Cathy: Do you ever dream about your characters?
Francesca: No, but writing for me feels like dreaming. It's funny.
As I said before, I don't even know when my books get written. I go into a
place where I am not obsessing about things. Sometimes I feel as though I am
walking through a film or a dream - rather than trying to MAKE it happen.
The stories and characters are already there, and I just go inside it all.
Cathy: When you go into your writing place, your dreamlike place, do you ever get scared
of what you discover there?
Francesca: Well, no. I get more scared when I am NOT in that place. That's the safest
place I can go. No matter how dark it gets there, as soon as it becomes a story that I am
writing, I just want to stay there - where I'm not obsessing about my life or worrying
about things. No matter how hard it gets in that place, how uncomfortable it gets...
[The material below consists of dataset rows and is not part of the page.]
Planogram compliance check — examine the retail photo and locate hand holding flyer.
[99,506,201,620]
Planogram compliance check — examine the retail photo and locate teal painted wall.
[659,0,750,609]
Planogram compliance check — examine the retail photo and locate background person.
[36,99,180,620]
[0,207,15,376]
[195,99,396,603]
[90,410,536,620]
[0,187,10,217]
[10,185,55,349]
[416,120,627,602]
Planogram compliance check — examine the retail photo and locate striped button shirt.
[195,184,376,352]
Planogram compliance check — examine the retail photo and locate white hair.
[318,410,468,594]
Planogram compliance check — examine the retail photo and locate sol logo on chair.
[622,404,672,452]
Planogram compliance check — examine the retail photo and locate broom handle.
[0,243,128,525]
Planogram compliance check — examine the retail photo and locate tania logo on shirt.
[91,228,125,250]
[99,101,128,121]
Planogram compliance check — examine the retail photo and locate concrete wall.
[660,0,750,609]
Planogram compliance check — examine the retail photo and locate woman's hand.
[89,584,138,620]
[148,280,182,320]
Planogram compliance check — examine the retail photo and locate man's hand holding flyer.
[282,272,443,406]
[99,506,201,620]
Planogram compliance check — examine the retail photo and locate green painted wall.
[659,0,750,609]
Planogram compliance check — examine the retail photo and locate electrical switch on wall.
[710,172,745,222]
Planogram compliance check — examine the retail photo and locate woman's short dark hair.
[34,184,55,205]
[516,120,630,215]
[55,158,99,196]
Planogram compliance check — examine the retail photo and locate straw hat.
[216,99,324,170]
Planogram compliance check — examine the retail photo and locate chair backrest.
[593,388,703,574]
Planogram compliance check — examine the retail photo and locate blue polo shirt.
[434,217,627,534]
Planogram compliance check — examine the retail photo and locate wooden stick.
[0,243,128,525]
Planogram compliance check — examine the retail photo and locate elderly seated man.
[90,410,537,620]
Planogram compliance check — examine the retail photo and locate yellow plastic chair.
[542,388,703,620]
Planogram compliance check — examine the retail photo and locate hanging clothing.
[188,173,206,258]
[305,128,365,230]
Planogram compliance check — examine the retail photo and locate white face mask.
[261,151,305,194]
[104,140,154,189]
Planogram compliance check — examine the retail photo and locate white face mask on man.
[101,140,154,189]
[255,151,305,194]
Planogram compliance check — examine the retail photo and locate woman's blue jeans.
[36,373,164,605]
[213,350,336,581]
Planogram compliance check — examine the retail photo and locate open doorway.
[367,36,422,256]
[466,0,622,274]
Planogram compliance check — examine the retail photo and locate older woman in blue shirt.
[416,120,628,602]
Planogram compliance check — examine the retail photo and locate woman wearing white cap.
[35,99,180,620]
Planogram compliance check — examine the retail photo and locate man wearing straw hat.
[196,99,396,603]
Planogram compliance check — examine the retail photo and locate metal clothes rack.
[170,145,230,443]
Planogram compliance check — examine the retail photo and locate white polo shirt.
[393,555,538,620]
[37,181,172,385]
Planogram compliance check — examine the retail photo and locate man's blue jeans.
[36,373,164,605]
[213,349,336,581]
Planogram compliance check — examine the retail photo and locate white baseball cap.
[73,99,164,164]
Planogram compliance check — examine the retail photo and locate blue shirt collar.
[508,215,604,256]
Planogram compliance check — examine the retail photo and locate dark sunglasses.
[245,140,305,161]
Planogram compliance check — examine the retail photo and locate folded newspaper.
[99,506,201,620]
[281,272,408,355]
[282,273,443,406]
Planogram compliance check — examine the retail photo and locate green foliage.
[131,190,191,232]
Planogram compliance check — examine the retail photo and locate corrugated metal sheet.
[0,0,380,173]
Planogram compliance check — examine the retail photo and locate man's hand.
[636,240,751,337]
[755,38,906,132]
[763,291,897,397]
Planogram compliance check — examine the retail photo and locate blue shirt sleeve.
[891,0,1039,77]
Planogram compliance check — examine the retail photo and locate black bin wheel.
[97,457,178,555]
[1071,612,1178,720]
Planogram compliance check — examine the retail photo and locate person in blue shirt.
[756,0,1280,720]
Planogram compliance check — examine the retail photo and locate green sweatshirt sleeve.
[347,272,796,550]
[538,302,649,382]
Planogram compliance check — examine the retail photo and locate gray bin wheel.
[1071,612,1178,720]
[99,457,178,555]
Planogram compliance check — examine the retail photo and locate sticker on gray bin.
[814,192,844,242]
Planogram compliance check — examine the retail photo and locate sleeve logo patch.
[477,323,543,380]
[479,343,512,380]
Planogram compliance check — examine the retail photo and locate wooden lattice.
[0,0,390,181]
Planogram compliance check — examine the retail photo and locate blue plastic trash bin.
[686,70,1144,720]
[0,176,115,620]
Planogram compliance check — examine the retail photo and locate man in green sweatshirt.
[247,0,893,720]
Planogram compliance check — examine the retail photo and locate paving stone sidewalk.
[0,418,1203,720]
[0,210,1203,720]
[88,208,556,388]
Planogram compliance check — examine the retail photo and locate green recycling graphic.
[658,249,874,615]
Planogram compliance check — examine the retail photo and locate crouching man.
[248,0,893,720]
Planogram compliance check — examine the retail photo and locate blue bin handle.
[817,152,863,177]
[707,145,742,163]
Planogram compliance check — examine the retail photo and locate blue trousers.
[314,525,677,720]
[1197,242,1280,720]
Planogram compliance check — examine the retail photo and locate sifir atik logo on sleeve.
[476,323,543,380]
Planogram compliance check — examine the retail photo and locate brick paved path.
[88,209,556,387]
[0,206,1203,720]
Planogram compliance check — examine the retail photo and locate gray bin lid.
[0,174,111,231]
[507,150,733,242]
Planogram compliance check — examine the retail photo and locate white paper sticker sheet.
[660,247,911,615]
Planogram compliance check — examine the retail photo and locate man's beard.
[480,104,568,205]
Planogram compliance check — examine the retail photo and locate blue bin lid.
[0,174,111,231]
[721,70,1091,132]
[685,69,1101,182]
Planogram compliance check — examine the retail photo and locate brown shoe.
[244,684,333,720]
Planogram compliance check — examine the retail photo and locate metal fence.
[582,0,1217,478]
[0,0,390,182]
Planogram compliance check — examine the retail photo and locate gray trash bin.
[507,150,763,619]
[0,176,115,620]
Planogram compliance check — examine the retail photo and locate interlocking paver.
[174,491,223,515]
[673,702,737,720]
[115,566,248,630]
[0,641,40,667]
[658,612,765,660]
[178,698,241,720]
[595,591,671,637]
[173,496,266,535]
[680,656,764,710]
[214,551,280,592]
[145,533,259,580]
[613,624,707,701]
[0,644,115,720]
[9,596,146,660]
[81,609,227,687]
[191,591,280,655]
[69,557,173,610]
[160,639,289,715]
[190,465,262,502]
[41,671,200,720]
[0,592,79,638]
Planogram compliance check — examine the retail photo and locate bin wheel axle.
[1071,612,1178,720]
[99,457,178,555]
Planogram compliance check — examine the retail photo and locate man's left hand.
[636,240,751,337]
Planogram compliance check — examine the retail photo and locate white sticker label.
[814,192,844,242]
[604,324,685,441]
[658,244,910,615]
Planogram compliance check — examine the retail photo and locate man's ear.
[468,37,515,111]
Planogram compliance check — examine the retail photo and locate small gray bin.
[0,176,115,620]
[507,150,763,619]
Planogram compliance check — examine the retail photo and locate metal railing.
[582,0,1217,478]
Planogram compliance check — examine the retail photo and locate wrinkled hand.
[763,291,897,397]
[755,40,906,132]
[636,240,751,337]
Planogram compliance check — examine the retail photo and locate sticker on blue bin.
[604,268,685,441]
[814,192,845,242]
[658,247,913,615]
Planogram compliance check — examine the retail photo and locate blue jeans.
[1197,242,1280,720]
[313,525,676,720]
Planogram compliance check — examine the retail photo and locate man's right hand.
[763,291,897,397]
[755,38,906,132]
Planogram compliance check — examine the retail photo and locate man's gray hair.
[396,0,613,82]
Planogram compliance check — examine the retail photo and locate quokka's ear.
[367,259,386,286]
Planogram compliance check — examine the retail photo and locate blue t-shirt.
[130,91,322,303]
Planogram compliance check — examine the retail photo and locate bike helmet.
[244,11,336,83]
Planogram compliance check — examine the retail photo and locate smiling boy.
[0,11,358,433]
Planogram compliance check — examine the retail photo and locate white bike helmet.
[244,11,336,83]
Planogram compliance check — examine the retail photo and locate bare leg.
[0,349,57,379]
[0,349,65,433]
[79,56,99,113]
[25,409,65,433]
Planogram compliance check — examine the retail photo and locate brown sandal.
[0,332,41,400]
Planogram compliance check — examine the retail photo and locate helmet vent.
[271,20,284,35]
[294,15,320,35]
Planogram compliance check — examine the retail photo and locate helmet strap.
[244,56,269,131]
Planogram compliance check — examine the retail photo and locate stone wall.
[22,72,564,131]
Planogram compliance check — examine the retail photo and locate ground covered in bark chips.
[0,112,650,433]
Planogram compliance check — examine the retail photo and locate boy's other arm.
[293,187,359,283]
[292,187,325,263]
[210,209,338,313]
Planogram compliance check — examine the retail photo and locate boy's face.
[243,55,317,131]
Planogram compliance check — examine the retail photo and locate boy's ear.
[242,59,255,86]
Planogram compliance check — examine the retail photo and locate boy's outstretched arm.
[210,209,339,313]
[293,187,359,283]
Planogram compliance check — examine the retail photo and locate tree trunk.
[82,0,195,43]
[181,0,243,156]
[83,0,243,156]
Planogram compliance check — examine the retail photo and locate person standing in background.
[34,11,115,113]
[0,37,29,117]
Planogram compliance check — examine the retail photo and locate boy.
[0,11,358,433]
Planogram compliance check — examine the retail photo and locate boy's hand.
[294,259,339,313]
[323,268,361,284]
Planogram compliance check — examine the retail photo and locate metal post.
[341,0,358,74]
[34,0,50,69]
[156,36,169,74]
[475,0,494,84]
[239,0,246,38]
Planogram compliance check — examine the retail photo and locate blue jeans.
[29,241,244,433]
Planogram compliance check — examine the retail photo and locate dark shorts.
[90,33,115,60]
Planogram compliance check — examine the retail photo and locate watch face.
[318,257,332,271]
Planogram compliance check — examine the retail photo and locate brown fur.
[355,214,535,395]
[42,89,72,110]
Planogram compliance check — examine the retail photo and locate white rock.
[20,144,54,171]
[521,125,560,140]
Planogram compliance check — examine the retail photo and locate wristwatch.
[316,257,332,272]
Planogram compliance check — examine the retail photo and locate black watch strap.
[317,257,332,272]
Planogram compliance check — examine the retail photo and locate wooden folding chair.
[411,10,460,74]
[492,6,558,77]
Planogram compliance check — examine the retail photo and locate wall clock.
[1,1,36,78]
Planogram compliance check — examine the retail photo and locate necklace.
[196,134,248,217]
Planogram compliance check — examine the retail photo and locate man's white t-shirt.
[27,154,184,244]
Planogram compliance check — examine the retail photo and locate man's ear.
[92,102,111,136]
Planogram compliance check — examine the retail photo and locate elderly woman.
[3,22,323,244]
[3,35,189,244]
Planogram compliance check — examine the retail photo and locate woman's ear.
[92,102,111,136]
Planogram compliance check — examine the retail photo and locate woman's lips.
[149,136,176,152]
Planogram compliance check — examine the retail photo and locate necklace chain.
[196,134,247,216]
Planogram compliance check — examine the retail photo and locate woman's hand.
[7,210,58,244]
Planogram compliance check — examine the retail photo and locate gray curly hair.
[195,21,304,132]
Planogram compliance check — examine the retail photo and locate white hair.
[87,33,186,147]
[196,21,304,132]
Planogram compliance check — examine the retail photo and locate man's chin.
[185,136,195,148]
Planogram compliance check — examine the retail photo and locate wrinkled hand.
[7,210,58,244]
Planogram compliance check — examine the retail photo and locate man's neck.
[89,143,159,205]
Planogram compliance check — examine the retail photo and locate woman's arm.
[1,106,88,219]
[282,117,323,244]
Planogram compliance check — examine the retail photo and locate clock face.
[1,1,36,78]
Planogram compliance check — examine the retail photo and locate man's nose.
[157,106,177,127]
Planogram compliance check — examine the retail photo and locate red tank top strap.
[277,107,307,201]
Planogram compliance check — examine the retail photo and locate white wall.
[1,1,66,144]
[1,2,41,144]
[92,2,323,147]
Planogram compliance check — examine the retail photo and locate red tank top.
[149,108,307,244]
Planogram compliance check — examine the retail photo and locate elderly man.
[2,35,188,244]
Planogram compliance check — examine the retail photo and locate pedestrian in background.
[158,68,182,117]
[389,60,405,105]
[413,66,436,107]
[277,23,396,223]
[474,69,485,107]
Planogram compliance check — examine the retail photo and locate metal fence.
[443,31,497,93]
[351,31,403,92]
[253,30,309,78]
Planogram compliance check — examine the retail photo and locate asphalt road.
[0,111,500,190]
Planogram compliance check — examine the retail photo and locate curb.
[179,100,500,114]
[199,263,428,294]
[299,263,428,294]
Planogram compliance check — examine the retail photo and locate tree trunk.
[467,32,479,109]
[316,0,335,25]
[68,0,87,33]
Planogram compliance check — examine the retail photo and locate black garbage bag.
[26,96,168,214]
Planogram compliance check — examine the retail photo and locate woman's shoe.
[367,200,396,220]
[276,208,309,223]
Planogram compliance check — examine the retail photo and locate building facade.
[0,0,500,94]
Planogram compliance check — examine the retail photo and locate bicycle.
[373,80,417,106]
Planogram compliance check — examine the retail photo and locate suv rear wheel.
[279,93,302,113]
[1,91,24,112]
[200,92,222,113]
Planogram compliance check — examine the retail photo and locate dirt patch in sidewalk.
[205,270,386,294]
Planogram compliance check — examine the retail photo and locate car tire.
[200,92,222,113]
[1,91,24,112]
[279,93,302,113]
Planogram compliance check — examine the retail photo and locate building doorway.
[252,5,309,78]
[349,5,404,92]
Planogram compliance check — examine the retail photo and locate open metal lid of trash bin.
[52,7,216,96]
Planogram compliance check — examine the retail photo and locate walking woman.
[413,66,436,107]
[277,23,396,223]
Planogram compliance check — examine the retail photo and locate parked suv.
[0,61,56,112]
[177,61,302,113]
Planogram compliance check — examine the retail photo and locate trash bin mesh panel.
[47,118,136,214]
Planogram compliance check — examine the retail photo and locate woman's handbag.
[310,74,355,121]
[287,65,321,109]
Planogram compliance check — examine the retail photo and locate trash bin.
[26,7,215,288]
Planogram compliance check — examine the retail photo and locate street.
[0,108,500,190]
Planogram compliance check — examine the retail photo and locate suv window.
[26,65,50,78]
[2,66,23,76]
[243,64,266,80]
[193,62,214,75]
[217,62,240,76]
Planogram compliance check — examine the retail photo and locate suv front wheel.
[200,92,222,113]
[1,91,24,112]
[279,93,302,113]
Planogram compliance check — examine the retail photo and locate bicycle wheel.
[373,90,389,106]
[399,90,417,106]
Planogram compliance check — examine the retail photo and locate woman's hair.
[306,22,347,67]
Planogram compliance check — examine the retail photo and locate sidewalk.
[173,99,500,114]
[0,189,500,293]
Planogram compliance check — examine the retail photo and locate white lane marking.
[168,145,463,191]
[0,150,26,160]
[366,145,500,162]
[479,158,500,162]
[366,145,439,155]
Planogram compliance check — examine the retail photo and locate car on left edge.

I remember writing Missing Angel Juan, and I was stuck in my apartment
with some health problems. I was going through a really hard time [physically and emotionally].
It was really painful to be writing that story [because it explores such dark themes], but
it was more painful to NOT be writing it.
Cathy: It's really inspiring for me to hear you talk about your creative process
like this because I wish I had a deeper friendship with my own. Sometimes I have
experienced going into a dreamlike or trancelike state during creative moments,
but I often get scared that I won't return to the real world.
Francesca: I can understand that. I need to think about why I don't get scared
when I go to that place. Maybe I don't go all the way into that fairy world.
You know, I used to think, "Why don't I see fairies?" I'd be a great person
to [have the ability to] see fairies because I believe in them. "Come on.
Let me see them!" And I have a friend who does see them, but I don't. And I guess
there is a part of me that won't let myself go that far because I am afraid of not
coming back. I go in far enough so that I can see the fairies and the stories
through a glass, a window pane or something. There's something that separates me
ultimately from that world.
Cathy: If Grandma Fifi's magic genie decided to grant you wishes, what would you wish for?
Francesca: Well, the genie wasn't able to grant Weetzie Bat world peace, but I would still
try for that I think. Also, I think I would ask for a cure for AIDS.